Deploying ML models with FastAPI, Docker, and Kubernetes
By: Sayak Paul and Chansung Park
This project shows how to serve an ONNX-optimized image classification model as a RESTful web service with FastAPI, Docker, and Kubernetes (k8s). The idea is to first Dockerize the API and then deploy it on a k8s cluster running on Google Kubernetes Engine (GKE). We do this integration using GitHub Actions.

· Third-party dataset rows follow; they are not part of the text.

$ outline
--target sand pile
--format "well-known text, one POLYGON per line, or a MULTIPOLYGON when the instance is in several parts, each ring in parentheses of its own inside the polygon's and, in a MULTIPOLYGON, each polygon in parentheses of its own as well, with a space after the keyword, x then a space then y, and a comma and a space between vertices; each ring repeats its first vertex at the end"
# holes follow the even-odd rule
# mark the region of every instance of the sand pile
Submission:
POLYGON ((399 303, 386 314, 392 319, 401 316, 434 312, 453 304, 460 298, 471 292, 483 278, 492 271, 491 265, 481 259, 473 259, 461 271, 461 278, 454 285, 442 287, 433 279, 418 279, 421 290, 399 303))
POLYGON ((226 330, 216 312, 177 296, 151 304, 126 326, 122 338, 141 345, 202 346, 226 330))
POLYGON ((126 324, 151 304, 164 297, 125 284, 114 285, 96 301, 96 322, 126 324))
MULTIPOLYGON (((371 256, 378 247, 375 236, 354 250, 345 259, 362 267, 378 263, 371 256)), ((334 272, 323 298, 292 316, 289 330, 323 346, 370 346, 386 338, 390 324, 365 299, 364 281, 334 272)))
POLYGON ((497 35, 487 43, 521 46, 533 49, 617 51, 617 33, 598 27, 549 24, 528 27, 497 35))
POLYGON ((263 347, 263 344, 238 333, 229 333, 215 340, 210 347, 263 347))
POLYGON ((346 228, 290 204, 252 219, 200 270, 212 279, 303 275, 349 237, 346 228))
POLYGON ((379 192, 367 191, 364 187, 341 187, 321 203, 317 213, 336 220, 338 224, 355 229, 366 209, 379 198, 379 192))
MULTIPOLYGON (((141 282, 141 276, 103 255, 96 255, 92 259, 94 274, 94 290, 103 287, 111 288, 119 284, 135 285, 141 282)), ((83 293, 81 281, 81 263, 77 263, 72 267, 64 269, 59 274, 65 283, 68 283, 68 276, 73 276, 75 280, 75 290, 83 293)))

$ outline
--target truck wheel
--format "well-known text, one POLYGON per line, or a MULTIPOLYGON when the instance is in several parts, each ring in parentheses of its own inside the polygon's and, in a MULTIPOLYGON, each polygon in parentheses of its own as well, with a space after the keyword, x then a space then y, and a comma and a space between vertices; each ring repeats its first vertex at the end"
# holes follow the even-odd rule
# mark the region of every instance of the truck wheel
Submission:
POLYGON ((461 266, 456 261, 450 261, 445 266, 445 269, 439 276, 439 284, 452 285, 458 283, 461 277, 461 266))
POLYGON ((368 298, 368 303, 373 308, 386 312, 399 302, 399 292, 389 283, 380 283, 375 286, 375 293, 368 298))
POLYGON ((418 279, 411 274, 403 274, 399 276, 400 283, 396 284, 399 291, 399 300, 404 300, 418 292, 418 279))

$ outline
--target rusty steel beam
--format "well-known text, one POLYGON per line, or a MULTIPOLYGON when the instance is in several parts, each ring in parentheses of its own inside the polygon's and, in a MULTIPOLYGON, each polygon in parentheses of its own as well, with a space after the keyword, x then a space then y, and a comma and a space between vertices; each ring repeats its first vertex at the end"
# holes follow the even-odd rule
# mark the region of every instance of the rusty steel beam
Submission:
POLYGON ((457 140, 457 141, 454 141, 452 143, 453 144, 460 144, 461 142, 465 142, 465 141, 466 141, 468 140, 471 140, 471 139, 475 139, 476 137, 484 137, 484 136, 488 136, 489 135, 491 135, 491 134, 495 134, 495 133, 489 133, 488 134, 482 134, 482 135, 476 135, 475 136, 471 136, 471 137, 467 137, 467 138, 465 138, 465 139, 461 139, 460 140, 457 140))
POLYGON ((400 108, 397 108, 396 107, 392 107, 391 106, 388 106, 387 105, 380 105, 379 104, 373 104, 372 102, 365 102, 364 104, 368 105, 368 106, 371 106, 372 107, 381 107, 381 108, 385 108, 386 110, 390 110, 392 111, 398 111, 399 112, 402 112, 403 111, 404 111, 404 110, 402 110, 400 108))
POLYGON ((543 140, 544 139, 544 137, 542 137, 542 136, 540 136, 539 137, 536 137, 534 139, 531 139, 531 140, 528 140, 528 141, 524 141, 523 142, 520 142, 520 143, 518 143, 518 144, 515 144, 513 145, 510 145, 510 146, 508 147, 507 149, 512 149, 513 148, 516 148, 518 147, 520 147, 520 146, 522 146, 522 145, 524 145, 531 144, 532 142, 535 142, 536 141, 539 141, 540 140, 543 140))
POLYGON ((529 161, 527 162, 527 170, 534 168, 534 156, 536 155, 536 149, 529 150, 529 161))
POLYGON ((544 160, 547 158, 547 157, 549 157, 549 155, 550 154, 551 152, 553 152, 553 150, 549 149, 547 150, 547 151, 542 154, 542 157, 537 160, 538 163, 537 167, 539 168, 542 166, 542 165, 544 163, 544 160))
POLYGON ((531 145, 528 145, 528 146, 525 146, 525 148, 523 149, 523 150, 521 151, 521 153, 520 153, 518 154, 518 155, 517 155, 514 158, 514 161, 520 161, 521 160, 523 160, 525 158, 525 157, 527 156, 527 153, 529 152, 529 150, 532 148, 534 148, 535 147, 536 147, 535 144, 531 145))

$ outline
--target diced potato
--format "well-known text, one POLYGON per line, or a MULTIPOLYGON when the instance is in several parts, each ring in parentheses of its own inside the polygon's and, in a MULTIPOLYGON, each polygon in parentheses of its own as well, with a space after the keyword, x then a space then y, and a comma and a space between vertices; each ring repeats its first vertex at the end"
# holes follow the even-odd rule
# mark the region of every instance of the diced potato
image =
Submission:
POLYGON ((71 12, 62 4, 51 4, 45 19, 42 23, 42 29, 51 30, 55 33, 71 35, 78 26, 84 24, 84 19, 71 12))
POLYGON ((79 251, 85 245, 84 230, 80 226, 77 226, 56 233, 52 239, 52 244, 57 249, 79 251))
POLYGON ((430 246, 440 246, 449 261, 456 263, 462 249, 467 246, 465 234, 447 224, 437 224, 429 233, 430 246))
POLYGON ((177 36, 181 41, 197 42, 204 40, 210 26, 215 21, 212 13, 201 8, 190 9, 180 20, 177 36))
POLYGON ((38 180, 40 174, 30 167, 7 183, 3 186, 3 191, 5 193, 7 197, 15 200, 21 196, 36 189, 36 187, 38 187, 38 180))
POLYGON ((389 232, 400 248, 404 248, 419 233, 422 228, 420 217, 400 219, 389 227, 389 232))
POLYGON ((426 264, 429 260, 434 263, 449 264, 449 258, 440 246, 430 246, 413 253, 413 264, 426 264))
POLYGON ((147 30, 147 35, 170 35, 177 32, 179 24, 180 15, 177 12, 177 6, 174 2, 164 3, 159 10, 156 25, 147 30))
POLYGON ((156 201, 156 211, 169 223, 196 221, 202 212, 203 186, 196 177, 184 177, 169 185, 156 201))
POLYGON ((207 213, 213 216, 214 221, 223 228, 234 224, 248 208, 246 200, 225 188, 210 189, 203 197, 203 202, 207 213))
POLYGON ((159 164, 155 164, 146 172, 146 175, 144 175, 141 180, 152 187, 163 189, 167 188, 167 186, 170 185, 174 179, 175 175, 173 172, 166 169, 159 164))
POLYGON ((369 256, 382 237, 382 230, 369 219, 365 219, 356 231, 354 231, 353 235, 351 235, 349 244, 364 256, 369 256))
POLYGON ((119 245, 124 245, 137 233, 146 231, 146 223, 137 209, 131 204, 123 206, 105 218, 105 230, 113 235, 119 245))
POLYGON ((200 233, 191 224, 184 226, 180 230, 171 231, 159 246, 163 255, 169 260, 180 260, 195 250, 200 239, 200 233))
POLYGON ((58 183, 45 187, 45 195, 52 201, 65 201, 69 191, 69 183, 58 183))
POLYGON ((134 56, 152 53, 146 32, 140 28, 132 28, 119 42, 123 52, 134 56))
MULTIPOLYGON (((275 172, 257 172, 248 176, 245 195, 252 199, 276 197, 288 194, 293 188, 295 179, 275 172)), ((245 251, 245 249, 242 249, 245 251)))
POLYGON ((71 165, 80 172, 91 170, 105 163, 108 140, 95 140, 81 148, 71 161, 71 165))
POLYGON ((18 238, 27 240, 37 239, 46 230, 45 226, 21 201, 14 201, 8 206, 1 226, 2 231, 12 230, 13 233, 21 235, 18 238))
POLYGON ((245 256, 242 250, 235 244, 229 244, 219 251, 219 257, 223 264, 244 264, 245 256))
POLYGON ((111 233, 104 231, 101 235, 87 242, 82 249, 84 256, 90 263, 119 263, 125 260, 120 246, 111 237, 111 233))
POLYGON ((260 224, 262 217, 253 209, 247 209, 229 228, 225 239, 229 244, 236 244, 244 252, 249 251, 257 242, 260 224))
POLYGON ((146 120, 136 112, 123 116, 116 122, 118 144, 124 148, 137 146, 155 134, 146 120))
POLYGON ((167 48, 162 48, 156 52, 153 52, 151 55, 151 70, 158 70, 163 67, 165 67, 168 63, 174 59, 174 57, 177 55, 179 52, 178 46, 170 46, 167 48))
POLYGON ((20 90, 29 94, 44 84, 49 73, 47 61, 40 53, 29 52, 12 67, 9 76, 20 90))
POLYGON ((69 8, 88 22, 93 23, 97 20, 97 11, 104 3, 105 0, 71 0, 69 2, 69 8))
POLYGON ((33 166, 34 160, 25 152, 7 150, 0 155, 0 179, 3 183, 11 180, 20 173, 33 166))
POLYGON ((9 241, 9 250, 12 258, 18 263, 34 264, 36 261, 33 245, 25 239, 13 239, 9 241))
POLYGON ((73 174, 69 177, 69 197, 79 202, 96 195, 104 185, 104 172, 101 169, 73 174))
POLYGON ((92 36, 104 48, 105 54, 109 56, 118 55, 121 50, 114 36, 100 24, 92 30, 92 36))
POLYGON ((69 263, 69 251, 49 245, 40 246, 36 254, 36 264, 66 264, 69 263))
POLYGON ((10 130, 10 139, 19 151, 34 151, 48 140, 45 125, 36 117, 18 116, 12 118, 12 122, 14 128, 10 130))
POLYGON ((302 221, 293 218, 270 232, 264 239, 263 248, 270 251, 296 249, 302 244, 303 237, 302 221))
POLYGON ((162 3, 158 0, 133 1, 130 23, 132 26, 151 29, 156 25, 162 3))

Deploying the model as a service with k8s
-
We decouple the model optimization part from our API code. The optimization part is available within the
notebooks/TF_to_ONNX.ipynb
notebook. -
Then we locally test the API. You can find the instructions within the
api
directory. -
To deploy the API, we define our
deployment.yaml
workflow file inside.github/workflows
. It does the following tasks:- Looks for any changes in the specified directory. If there are any changes:
- Builds and pushes the latest Docker image to Google Container Register (GCR).
- Deploys the Docker container on the k8s cluster running on GKE.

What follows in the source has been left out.